The sheets have more informational columns that organizers can look at to determine the right match: the day the voter wants to vote (the earlier the better hey!), the days the driver is able to volunteer, and status of outreach to the voter. We (the Mondaire campaign) thought about implementing a more complicated process that would take into account driver availability, times of day, etc. In the end, after using v1 of this spreadsheet during early voting, we found that drivers really wanted to be helpful, so they would often make themselves available, find a substitute, or coordinate a different time with the voter directly — we didn’t need that more complicated feature after all.

You can make a copy of the sheet and edit it/add columns as you please. All the functionality should carry over to your copy; let us know if something doesn’t work as intended.

First person to pedicab someone to the polls wins!
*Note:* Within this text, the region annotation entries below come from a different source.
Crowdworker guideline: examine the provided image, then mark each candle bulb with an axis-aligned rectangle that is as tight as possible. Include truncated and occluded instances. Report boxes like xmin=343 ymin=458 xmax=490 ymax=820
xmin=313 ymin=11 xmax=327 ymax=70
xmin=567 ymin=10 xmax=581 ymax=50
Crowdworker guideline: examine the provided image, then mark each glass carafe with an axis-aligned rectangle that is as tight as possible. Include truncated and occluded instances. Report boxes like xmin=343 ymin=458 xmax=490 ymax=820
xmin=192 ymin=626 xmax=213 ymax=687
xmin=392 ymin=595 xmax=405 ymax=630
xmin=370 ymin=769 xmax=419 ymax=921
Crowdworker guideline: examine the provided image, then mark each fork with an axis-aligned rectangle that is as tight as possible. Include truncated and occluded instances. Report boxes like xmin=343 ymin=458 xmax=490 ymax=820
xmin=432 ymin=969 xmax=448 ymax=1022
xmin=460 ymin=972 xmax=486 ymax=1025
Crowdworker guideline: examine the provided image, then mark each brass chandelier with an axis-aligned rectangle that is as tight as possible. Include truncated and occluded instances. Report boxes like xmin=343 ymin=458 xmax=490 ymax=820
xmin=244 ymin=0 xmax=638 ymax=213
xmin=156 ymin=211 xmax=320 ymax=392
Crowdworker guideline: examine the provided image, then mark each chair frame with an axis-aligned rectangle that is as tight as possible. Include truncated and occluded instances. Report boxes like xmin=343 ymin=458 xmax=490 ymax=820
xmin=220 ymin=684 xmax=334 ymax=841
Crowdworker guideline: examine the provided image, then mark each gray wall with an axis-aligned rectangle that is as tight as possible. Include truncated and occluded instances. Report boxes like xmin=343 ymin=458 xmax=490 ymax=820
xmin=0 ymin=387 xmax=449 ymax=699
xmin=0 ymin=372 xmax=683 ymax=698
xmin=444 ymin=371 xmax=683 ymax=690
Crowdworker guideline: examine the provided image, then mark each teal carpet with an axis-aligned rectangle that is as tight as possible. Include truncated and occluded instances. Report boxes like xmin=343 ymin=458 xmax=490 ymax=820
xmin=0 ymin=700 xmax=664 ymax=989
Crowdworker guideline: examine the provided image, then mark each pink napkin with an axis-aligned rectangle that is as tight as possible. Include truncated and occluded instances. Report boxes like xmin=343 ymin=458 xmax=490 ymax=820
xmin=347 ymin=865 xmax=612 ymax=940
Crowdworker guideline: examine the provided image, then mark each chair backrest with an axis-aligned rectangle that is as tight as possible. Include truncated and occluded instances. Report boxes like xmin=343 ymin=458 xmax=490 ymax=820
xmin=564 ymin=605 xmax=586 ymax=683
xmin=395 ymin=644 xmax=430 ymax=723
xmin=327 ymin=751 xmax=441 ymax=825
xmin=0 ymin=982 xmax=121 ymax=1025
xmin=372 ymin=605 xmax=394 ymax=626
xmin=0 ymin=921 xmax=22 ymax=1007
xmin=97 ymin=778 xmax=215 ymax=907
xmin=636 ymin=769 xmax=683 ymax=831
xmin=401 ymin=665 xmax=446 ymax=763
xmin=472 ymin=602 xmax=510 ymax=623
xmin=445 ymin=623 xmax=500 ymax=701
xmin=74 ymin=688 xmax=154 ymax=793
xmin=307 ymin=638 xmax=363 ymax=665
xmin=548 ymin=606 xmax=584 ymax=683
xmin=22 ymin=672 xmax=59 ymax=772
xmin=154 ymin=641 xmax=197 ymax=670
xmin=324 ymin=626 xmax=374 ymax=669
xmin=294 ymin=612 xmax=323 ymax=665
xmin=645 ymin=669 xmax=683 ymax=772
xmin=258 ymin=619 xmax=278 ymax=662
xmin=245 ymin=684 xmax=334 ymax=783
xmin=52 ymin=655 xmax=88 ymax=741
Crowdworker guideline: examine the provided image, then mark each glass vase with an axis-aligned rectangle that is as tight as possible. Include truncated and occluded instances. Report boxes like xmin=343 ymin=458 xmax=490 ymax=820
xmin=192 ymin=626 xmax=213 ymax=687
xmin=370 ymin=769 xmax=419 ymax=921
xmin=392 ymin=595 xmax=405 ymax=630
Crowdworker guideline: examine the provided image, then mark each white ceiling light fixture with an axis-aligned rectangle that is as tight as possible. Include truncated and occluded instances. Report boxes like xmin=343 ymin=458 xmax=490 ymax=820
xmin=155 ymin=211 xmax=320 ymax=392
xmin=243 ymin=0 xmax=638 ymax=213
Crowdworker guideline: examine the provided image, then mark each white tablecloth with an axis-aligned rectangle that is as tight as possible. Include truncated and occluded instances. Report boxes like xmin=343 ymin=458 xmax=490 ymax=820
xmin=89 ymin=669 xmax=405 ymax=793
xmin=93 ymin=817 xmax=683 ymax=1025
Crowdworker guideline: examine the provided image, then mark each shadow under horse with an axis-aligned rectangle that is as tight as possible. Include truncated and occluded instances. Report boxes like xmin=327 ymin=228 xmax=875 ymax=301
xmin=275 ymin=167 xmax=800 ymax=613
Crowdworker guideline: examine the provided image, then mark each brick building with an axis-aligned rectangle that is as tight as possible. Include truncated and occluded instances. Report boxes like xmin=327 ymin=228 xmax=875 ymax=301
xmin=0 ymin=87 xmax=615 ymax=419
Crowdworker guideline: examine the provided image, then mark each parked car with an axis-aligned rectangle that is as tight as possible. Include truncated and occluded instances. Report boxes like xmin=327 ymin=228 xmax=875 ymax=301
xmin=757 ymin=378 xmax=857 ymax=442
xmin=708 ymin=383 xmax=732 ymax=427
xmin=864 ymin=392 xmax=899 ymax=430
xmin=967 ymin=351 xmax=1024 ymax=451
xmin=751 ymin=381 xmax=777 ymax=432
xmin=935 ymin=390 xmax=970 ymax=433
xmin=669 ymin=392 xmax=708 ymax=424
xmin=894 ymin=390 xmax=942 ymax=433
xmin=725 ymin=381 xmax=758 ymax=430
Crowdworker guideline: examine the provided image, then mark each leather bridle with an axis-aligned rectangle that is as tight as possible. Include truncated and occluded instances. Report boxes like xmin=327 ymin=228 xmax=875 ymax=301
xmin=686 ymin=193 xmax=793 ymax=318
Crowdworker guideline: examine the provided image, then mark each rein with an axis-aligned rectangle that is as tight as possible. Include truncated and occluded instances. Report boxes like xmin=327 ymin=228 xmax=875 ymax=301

Appendix: technical details

Behind the scenes, a custom Google Apps Script uses Google Maps to geocode each driver and each voter’s address into latitude, longitude coordinates and stores them into hidden columns. The “Nearest driver” column computes the distance between the voter’s coordinates and each driver’s coordinates and returns the nearest driver as the crow flies. You can inspect the script by choosing Tools→Script editor from the Sheets menu.

You can do lots of cool things with Google Apps Scripts in a Google Sheet! Here are some more example tutorials from Google. It’s especially handy that using Google Maps Geocoding API from Google Apps Script is one of the only ways to use Google Maps Geocoding in bulk without an API key.